Monday, October 30, 2006

All Hallow's Eve

Halloween is our chance to celebrate the darker side of life. What other chance do we have to recognize and confront our fascination with the Macabre, the Violent, the Evil in ourselves without consequence?

Holidays have traditionally been times of reversal: Masters serve the servants, the Fool is King, and God is born in a barn to a poor couple out of wedlock. The celebration of death in a culture that normally refuses to acknowledge its mortality makes all the sense in the world.

At least it did to me until this past weekend. Then I thought of how thoroughly we already express our Macabre, Violent, and Evil selves. Our leaders are vampires who profit from foreign policies certain to kill women and children. We make zombies of the poor with our pop media and our drugs and our justice system better designed to make criminals than citizens. We have all become cyborgs, our rampant consumerism only a few steps away from making us into as much what we own as who we are, our communication moderated by infernal machines rather than the intervening space between human mouth and human ear.

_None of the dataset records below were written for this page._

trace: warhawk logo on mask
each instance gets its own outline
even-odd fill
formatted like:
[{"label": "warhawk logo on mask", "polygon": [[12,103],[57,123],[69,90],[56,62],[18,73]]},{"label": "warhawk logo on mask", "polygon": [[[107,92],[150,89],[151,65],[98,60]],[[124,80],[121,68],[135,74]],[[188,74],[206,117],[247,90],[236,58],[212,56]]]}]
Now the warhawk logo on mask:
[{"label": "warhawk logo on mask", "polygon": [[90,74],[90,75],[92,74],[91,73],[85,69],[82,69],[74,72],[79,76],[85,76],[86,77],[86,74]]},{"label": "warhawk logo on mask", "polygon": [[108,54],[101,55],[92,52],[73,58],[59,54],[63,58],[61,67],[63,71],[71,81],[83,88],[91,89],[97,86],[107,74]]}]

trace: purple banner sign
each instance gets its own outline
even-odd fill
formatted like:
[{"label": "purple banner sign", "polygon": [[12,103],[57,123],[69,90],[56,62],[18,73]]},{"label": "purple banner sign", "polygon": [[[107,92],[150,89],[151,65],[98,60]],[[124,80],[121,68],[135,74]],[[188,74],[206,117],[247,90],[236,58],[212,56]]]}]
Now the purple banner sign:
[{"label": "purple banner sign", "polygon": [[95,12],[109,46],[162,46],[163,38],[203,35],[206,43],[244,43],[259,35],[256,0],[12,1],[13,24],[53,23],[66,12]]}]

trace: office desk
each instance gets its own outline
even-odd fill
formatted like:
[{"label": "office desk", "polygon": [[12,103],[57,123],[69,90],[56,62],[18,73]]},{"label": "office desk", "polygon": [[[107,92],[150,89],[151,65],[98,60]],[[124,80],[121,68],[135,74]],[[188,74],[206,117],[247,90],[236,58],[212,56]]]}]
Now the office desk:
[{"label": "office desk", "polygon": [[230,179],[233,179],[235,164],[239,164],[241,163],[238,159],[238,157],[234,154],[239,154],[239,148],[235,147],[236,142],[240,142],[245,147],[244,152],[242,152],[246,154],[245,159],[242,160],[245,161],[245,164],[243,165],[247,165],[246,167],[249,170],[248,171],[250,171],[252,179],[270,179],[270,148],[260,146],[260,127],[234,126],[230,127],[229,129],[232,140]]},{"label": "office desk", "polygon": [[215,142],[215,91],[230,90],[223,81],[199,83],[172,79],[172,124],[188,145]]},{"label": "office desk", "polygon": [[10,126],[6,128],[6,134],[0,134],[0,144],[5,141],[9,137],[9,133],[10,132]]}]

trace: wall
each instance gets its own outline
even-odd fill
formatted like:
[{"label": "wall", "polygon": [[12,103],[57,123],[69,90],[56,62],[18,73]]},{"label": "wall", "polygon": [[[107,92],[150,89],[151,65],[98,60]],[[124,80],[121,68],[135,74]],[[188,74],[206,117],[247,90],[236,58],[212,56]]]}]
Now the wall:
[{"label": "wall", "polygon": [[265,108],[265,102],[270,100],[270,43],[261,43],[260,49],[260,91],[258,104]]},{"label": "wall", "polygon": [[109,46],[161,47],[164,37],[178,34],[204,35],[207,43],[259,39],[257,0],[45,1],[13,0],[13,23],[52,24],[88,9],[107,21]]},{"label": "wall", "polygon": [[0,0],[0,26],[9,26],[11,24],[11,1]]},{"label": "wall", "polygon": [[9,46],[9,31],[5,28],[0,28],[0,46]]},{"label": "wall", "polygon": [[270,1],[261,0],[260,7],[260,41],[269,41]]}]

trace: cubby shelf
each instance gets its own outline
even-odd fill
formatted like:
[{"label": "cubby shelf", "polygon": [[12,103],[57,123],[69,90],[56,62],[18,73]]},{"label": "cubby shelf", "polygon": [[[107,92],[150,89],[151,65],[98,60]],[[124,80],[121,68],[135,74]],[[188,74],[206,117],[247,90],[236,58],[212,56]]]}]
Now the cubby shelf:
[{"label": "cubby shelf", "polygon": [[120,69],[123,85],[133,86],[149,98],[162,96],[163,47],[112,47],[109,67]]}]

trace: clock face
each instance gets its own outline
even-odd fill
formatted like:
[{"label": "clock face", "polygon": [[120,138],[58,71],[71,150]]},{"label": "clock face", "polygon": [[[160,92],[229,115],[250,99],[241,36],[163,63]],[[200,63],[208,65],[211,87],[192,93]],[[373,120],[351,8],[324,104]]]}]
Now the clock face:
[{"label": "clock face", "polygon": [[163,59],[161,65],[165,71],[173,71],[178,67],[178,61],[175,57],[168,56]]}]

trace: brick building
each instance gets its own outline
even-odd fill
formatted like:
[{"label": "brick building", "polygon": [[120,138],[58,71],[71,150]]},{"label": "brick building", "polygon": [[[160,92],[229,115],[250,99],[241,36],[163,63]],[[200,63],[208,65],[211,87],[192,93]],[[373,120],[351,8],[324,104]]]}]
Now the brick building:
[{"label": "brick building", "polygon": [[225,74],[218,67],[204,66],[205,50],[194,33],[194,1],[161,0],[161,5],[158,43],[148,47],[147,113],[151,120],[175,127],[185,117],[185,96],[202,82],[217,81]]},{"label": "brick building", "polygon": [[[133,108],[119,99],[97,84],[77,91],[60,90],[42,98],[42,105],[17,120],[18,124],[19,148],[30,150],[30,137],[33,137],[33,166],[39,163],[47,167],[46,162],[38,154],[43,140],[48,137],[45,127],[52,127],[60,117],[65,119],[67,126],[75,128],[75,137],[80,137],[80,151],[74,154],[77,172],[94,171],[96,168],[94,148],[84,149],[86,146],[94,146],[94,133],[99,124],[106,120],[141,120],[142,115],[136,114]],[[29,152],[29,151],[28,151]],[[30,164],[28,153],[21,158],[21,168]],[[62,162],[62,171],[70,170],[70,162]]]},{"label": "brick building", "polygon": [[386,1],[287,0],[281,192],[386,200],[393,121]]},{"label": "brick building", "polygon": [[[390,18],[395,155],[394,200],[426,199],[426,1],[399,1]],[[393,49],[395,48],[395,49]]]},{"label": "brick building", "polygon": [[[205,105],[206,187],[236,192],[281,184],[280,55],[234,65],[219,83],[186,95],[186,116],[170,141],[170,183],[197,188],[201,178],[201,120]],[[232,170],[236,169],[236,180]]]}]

We are our worst fears already. We don't need catharsis; we need change. We don't need costumes of our darker sides; we need a reminder of what our best side could be. There's a real holiday reversal. Better than the consumerism of Christmas and the religious hypocrisy of Easter. Why don't we tell the truth for a change about who we really are, and act the way we know we should?

Why don't we really reverse things. Let's make the little girl in Iraq more important than the CEO of Halliburton. Let's make a decision based on the needs of a poor family in Haiti and not for the board of Exxon. Let's do right by the poor, the disenfranchised, the sick, the weak, and the young instead of perpetuating the power of the already to powerful. There's a holiday reversal.

Let's remember the dead, but not the dead as we imagine them in our nightmares. Instead let's remember their most saintly qualities, their best hopes for their children, their steps toward the the betterment of humankind. Let's remember Gandhi, Martin Luther King, Cesar Chavez, and Mother Theresa. Let's remember the best of what's come before. And let's be rightly ashamed of ourselves.

2 Comments:

Blogger Chris Garcia said...

Moving. I like it a lot. And you're completely right, Halloween is just as hollow as most of the other celebratory traditions when you look at it in the context of current events.

But Halloween isn't about evil; it's about the otherworld. And I still find it refreshing to be able to remind people one day out of the year that the macabre isn't synonymous with villainy or dark deeds. So I'm still all in favor of dressing up like a zombie.

Good rant, though. And I'm thrilled that you're keeping up with the haikus; it had been a long time since I'd checked, sad to say.

9:06 PM  
Blogger cgjohnson said...

Thanks for the comment.

Your absolutely right about evil not REALLY being a part of Halloween. I guess I was referencing my evangelical up-bringing. And for the record, I see nothing wrong with dressing up as a zombie, or Dick Cheney, for that matter.

But a festival of the dead should do something to us besides give our kids sugar-shock and scare the fundies.